窓を開けようとしている彼女を、俺は後ろから抱き締めた。

「なっ、なに!?」

「ねぇ、どうして俺が星に願わないと思う?」

「わ、わからないよっ それより離して…っ」

俺の急な行動に驚いて、腕の中から逃げようとする彼女。

だけど、今の自分の顔を見られなくて、少しだけ腕の力を強める。

「ごめん。このまま聞いて欲しいんだ。」

俺の声は、自分で思ったよりも切実な響きを含んでいて、少し震えていた。

「聞いてくれる?」

「……うん。」

彼女は俺の真剣な雰囲気を感じ取ってくれたのだろう、素直に頷いてくれた。

「俺の願いごとはさ、星じゃなくて神様にお願いしなきゃいけないんだ。…俺の神様に。」

「神様?」

「うん。それって…キミのことなんだよ。」

「私…? 私、なにもできないよ?」

ぜんぜん分かっていない彼女の戸惑った声。

「そんなことないよ。

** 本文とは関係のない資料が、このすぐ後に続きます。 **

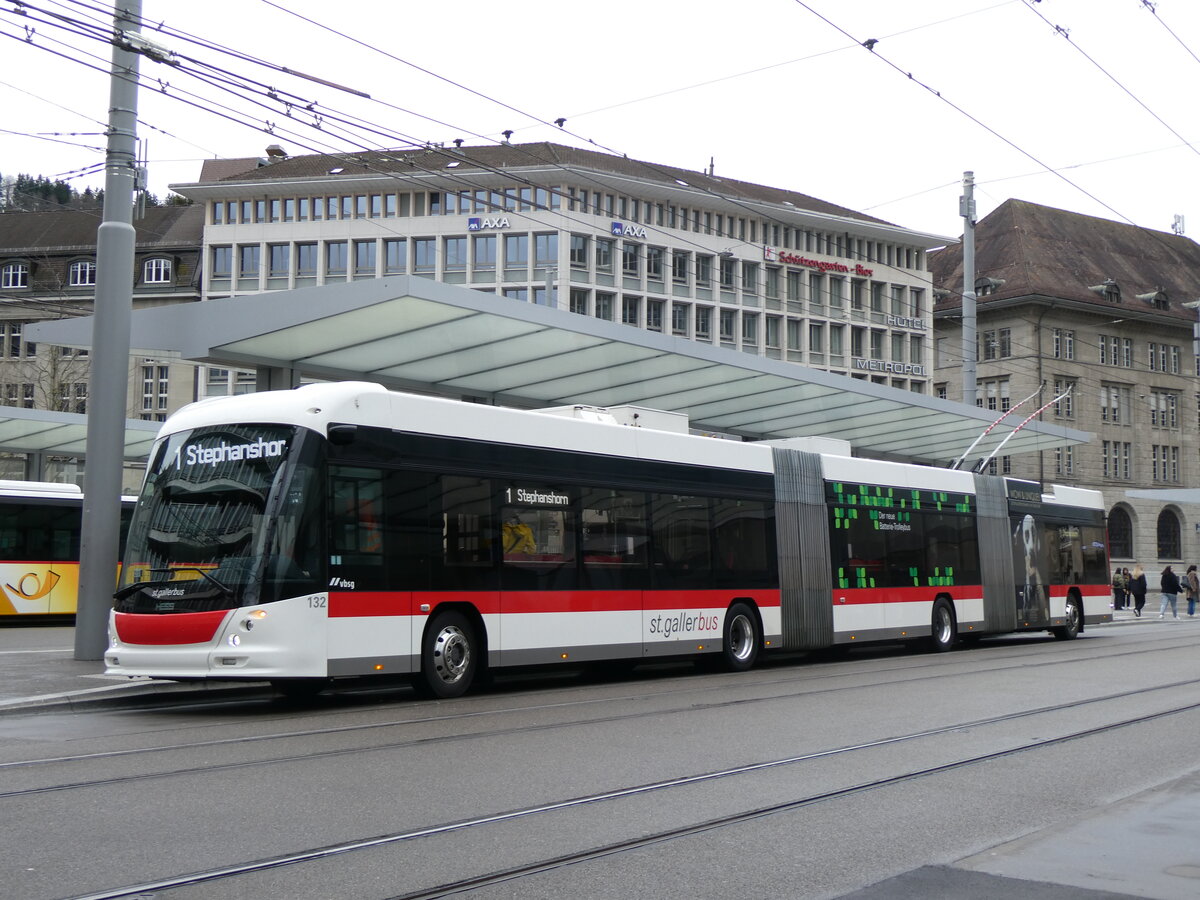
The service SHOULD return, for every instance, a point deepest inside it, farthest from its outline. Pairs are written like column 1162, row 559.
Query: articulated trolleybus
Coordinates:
column 345, row 531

俺を生かすも殺すもキミ次第なんだから。」

言葉を切り、すうっと息を吸い込む。

「俺は、キミが好きなんだ。だから、俺の願いは…キミの隣にいたい。ずっと一緒にいたい。……叶えてくれる?」

「……叶えるもなにも、ないよ。」

俺の希望をあっけなく砕く彼女の言葉に、緊張していた身体から力が抜けていく。

「はは……やっぱり、だめか。」

彼女を抱き締めていた腕を解いて、一歩後ろに下がる。

すると、彼女は俺に向き直った。

「そうじゃ、なくて……それは…私の願いでもあるから……だから、その…っ」

真っ赤な顔でつっかえながらも言葉を紡ぐ彼女を見て、自分の想いが通じていたと知った。

「ありがとう…」

それだけ言うのが精一杯で、俺は彼女を抱き寄せた。

「私も好きだよ、千石くんが。」

腕の中の彼女の声はひどく優しく俺の耳に届いた。